To do that, seaports need specialized skill sets which vary by port and evolve over time.
Seaport human resource departments play an important role in ensuring that the right people are in place at the right time. Joan MacLeod, director of human resources at Halifax Port Authority, said, “People are always the very best assets of the organization. Finding the right people can be as easy as being up front about the role. Don’t sugar coat it. And then give them the tools and training needed to get the job done.”
As seaports increasingly recognize their interdependence with local communities and supply chains, that philosophy is encouraging partnerships with educational institutions, potential workforce candidates and supply chain partners.
Ports have introduced initiatives such as scholarships, internships, in-house training and academic visits in an effort to ensure that they are never left with an empty seat and nobody to fill it.
Academic Visits in Barranquilla
Recognizing that the students of today are the workforce of tomorrow, the Port of Barranquilla offers students a peek at logistics and operations, port history, investments, terminals and navigable waters, through an Academic Visit Program.
The program was launched with a vision of integrating and thereby strengthening Barranquilla’s port-city identity.
“Initially it was only focused on municipal colleges and universities, but over time it has evolved according to the needs of academia, and not only of the city but of the country as well,” said Giannina Guerrero Raad, the port’s manager of marketing and communication.
She said that the program is geared to university students who are pursuing careers or subjects related to the port sector. “Its main benefit shows how terminal operations, foreign trade dynamics and this type of organization function in real-life situations. It allows students to complement what they’ve learned in the classroom and gain new knowledge beyond textbooks,” said Guerrero Raad.
The outreach program has been extremely successful, with visitation dates filling up almost as soon as they are posted. “Teachers of different programs always return with new students to participate in this initiative, which tells the port, informally, of the program’s value,” said Guerrero Raad. Periodic surveys help the port better gauge satisfaction and collect ideas for continuous improvement.

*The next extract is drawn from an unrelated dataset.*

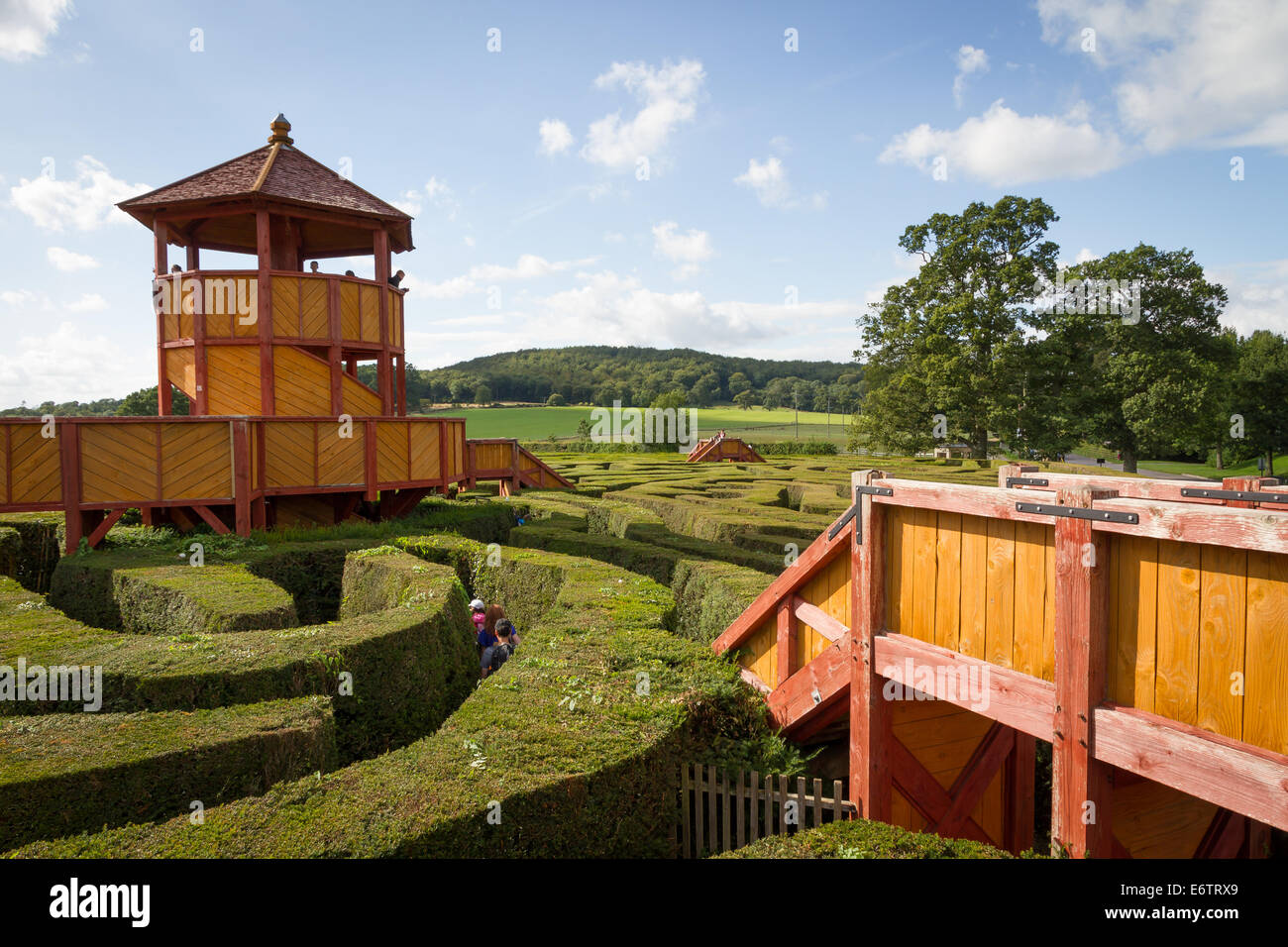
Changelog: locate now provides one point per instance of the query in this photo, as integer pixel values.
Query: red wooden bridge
(1137, 625)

Specialized Security Training in Manatee
Internal training is a mainstay at seaports but sometimes a port sees and fills a need that is greater than its own.
David St. Pierre is director of public safety and security for Port Manatee. He spearheaded development of a Facility Security Officer training program that is delivered to nationwide participants with port facility security responsibilities. This may include staff from ports, terminal operators, stevedores, private security or even state or federal agencies.